Hi,

On 12 Dec 2016, at 23:17, Kevin Townsend wrote:

Hi Sterling,

One other important question is what happens when we don't respect the read request intervals between data samples?

In the accel sim (really nice to see sim examples, BTW ... that's extremely useful to test sensor algorithms), you just check the number of missing samples from the last interval and generate that many new samples to fill the gaps: https://github.com/apache/incubator-mynewt-core/compare/develop...sensors_branch#diff-1c17a623363565318dfefdb8891c0376R148

A lot of DSP algorithms are timing sensitive, though, such as sensor fusion with accel/mag/gyro inputs, where you want to samples as close as possible to a fixed rate like 50Hz or 100Hz, and the three components read together as closely as possible (though timestamp at least lest you know the difference between components).
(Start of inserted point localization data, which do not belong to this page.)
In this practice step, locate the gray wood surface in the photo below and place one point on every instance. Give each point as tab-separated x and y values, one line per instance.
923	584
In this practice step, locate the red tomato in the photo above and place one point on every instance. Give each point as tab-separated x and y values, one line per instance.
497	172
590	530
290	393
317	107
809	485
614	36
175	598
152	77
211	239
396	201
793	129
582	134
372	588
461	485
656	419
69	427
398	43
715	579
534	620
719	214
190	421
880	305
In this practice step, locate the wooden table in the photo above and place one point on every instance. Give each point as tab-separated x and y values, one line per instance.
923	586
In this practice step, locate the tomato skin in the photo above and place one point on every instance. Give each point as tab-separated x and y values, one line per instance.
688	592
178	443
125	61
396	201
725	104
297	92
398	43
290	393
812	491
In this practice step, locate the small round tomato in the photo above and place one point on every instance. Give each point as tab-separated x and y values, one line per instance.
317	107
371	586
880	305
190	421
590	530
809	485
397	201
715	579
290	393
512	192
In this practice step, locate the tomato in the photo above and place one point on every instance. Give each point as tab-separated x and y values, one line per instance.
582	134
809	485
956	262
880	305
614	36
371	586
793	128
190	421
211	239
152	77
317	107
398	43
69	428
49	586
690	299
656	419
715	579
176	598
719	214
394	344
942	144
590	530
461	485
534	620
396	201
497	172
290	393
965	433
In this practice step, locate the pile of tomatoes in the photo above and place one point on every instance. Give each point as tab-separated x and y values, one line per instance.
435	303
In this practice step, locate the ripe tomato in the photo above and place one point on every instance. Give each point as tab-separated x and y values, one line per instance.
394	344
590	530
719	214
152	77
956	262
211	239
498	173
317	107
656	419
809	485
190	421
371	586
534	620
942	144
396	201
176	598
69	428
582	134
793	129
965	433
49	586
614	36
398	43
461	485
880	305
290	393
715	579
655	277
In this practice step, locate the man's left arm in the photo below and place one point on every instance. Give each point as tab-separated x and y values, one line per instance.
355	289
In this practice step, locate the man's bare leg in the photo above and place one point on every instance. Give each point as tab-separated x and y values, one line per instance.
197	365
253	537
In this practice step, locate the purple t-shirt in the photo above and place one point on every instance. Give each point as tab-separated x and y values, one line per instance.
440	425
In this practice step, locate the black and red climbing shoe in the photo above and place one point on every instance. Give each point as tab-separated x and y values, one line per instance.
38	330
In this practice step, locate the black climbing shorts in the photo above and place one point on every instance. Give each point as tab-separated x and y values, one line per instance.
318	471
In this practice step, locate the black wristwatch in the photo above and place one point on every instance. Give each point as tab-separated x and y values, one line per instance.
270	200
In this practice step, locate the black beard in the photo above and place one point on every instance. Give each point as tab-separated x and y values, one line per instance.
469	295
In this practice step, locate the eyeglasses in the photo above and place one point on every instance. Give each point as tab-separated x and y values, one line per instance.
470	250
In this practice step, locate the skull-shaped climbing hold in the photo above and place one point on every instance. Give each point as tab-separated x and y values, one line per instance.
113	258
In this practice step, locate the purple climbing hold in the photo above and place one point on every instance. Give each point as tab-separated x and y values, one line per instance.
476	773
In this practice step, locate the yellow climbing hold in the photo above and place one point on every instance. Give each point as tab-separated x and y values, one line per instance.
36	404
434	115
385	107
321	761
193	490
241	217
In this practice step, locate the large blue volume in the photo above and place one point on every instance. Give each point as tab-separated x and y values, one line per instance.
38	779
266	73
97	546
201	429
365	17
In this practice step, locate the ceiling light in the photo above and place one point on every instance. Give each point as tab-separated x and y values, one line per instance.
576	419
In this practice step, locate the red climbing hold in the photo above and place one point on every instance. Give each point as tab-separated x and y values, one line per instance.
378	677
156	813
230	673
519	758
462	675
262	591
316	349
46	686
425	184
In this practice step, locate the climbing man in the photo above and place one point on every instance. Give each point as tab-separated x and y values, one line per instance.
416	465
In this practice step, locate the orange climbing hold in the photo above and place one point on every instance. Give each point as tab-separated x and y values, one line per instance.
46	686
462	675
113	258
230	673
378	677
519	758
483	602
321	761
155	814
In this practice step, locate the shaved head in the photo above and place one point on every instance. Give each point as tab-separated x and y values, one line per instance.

Raising some sort of alert when a sample is missed might be a better choice, or having the option to indicate which of the two behaviours should be used by the timer when a sample interval is missed:

- 1. Read multiple values (default behaviour?)
- 2. Raise a missing sample alert

What is the failure condition when a sample is missed look like? My assumption was that this would be, for example, a FIFO overrun on a connected sensor that you are polling for data.

As a primer on how the polling works for those who haven’t looked at the code, it essentially reads a sensor at a fixed rate of ms, and then for each value read from the sensor, it calls the passed sensor read callback. I had a few thoughts here:

- a “cookie” that represented a single poll sample set. So every time you get a result, you will know its a part of a given poll set, and can use that, for example, to assume that sensor readings were all taken at a given time.

- a time associated with the sensor reading. however, it didn’t look like most of the sensors I saw took this time into account, so I think the cookie could be more relative.

- If the FIFO overruns, it would be nice to know for a given sensor set that you are polling incomplete data. However, this did not seem to be something that was portable, and it could lead to very nasty edge cases where you expect it to, but the underlying interface doesn’t support it.

I guess another failure condition is that you are late in processing an interrupt (locally on the processor), or your task gets locked out for too long and you miss a poll. However, I’m not sure if you want to be putting strict requirements on this task — I think we’d just want to log a delay / statistic every time we get locked out for more than ’n’ ms.